For far too many years, primarily  thanks to movies and reality T.V., the  Los Angeles dining scene has been  lumped into two categories: sproutsloving  and celeb-drenched. And, really, we have  plenty of restaurants to support those claims. But  today, L.A. is seen as a new culinary mecca, and as  a magnet for the best and brightest culinary talent  from around the country. For the food-obsessed,  this is exactly where everyone wants to be.  It wasn’t much different 30 years ago, when  places like Michael’s, Spago and Patina we’re at  the forefront of a new culinary world order. These  restaurants helped launch the careers of many of  today’s celebrity chefs: When Jonathan Waxman,  Mark Peel and Nancy Silverton wanted to find  their footing in the kitchen, they went to work for  Michael McCarty and Wolfgang Puck, two of the  most innovative chefs and restaurateurs of their  time. Along with Northern Californian chefs like  Jeremiah Tower and Alice Waters, the combined  group would shape what soon became known  as “California cuisine.”And it spread through the  country like wildfire.  We have a lush restaurant family tree in Los  Angeles, where the culinary lineage can be traced  from the patriarchs and matriarchs like McCarty,  Puck, Silverton and Joachim Splichal directly to  the stars of our dining scene today. Think of it  this way: If it weren’t for Michael’s, we might not  have Sang Yoon’s Father’s Office. Or if not for  Spago, maybe Campanile wouldn’t have come  to be, which would mean no Mozza, and then no  Spice Table, Bryant Ng’s Singaporean-Vietnamese  restaurant downtown.
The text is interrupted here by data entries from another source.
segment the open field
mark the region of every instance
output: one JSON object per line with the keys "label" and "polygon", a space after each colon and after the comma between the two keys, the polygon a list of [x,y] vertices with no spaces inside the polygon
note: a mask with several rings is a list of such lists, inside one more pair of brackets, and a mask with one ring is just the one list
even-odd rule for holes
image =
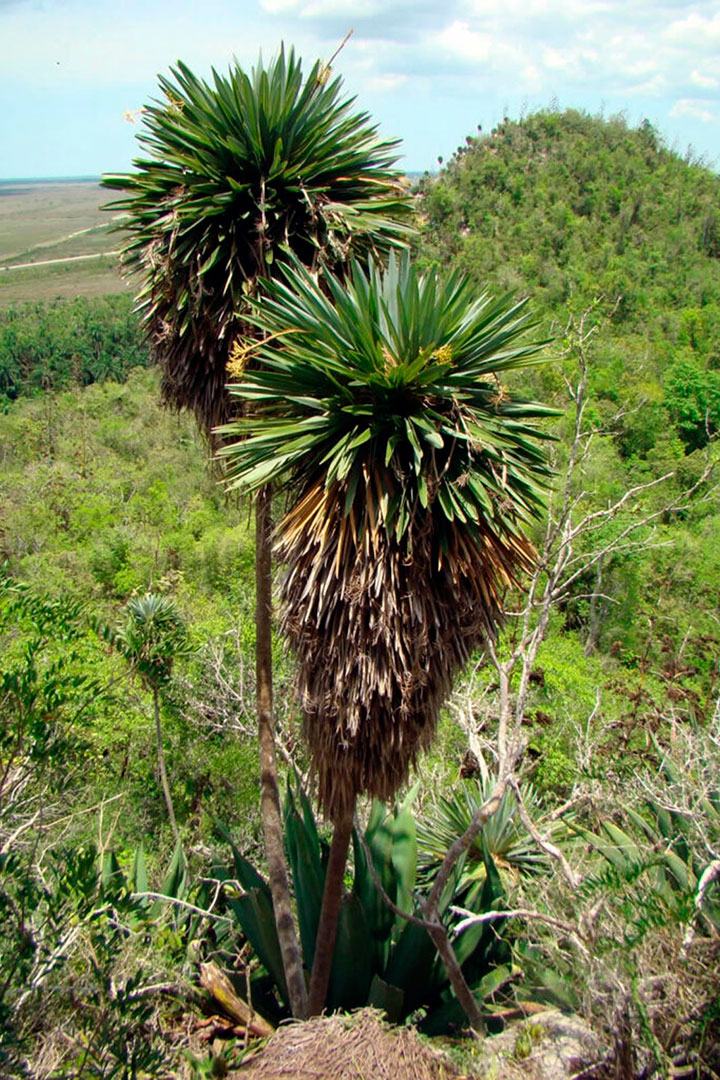
{"label": "open field", "polygon": [[107,201],[95,180],[0,183],[0,305],[124,292]]}

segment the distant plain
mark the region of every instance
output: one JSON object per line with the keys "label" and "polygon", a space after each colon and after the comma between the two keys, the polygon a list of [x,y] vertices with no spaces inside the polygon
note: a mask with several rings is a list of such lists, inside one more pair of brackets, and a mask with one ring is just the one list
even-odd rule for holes
{"label": "distant plain", "polygon": [[109,198],[97,180],[0,183],[0,306],[125,292]]}

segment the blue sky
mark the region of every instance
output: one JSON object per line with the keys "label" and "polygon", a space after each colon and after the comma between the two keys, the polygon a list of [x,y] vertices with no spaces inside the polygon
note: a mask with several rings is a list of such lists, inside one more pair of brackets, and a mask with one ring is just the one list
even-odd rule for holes
{"label": "blue sky", "polygon": [[284,40],[309,66],[351,27],[335,71],[408,171],[551,105],[648,118],[720,166],[718,0],[0,0],[0,178],[125,172],[176,59],[207,75]]}

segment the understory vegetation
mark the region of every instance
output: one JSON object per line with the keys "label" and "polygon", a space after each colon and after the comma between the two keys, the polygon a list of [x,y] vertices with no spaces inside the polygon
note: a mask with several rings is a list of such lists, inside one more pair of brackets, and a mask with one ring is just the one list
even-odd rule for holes
{"label": "understory vegetation", "polygon": [[[412,919],[515,725],[519,781],[438,908],[484,1024],[551,1004],[603,1034],[607,1075],[720,1075],[719,197],[649,124],[575,111],[505,120],[419,184],[421,265],[531,297],[546,363],[498,401],[557,410],[553,494],[409,788],[359,799],[332,1007],[462,1030]],[[202,1020],[218,973],[289,1011],[250,505],[159,386],[124,297],[0,314],[3,1076],[222,1075],[247,1037]],[[277,627],[272,650],[310,966],[329,831]]]}

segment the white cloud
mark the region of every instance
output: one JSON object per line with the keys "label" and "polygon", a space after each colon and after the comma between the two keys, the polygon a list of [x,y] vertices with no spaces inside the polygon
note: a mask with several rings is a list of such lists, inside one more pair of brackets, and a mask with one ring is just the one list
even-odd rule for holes
{"label": "white cloud", "polygon": [[720,86],[720,82],[711,75],[703,75],[701,71],[692,71],[690,75],[690,81],[695,86],[703,86],[706,90],[717,90]]}
{"label": "white cloud", "polygon": [[691,11],[684,18],[675,19],[662,33],[673,44],[703,44],[720,42],[720,11],[711,17]]}
{"label": "white cloud", "polygon": [[704,102],[699,98],[682,97],[676,102],[670,109],[671,117],[692,117],[702,120],[704,124],[717,123],[720,117],[712,112],[712,102]]}
{"label": "white cloud", "polygon": [[388,94],[403,86],[407,81],[406,75],[377,75],[366,81],[365,90],[369,94]]}
{"label": "white cloud", "polygon": [[464,59],[483,63],[490,59],[498,42],[489,33],[471,30],[468,23],[456,21],[437,37],[437,43],[443,49],[462,56]]}

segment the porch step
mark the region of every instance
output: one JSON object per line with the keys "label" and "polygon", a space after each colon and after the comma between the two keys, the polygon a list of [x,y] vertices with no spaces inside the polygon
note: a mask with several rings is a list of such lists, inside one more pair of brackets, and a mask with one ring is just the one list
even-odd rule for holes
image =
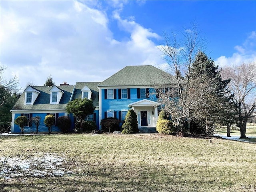
{"label": "porch step", "polygon": [[155,133],[156,132],[156,127],[139,127],[139,133]]}

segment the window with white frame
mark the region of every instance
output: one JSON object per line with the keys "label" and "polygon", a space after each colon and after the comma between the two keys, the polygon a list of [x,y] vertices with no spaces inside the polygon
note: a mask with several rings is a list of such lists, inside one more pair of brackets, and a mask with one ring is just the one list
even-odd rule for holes
{"label": "window with white frame", "polygon": [[109,117],[114,117],[114,111],[108,111],[107,112],[108,118]]}
{"label": "window with white frame", "polygon": [[86,116],[85,118],[85,120],[86,121],[93,121],[93,114],[91,114]]}
{"label": "window with white frame", "polygon": [[89,94],[88,91],[84,91],[83,92],[83,98],[86,98],[88,99],[89,98]]}
{"label": "window with white frame", "polygon": [[58,92],[52,92],[52,102],[57,102]]}
{"label": "window with white frame", "polygon": [[146,98],[146,88],[140,89],[140,98]]}
{"label": "window with white frame", "polygon": [[122,89],[121,90],[121,96],[122,99],[127,98],[127,89]]}
{"label": "window with white frame", "polygon": [[24,116],[27,118],[27,122],[25,123],[25,126],[29,126],[29,114],[24,114]]}
{"label": "window with white frame", "polygon": [[27,103],[31,103],[32,102],[32,93],[27,93]]}
{"label": "window with white frame", "polygon": [[56,114],[55,113],[50,113],[50,115],[53,115],[53,116],[54,117],[54,124],[52,125],[52,126],[55,126],[55,118],[56,117]]}
{"label": "window with white frame", "polygon": [[127,114],[127,111],[122,111],[121,112],[122,122],[124,122],[124,120],[125,119],[125,116],[126,116],[126,114]]}
{"label": "window with white frame", "polygon": [[108,99],[114,99],[114,90],[108,89]]}

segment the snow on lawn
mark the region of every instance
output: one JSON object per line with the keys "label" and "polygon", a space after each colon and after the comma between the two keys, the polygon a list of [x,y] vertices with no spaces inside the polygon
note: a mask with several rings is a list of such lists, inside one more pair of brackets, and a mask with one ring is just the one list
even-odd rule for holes
{"label": "snow on lawn", "polygon": [[56,176],[72,173],[59,167],[64,159],[56,154],[47,153],[29,159],[23,157],[0,158],[0,178],[8,179],[26,176]]}

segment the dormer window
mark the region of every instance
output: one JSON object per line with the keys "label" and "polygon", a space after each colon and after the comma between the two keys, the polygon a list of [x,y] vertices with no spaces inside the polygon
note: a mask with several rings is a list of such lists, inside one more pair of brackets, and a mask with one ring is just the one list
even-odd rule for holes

As different as they are,  they’re all inextricably tied together.  One restaurant that played an important role in  the genesis of how we eat now—here and across  the country—is Michael’s, McCarty’s eponymous  Santa Monica spot that debuted in 1979.  “Back then, if you asked anyone what the best  restaurant was in town, you would’ve been told  a classic French restaurant like L’Ermitage,” says  McCarty. “And if you wanted to cook, the rule of  thumb was Escoffier, which meant no variation of  theme, no regional concept, no farm-to-table. I  wanted to change that.”  McCarty and his opening chefs—Jonathan  Waxman, Ken Frank and Mark Peel among  them—used classic techniques they picked up  in European kitchens and culinary schools, and  introduced fresh, locally raised produce to the  menus. It was the beginning of a food revolution.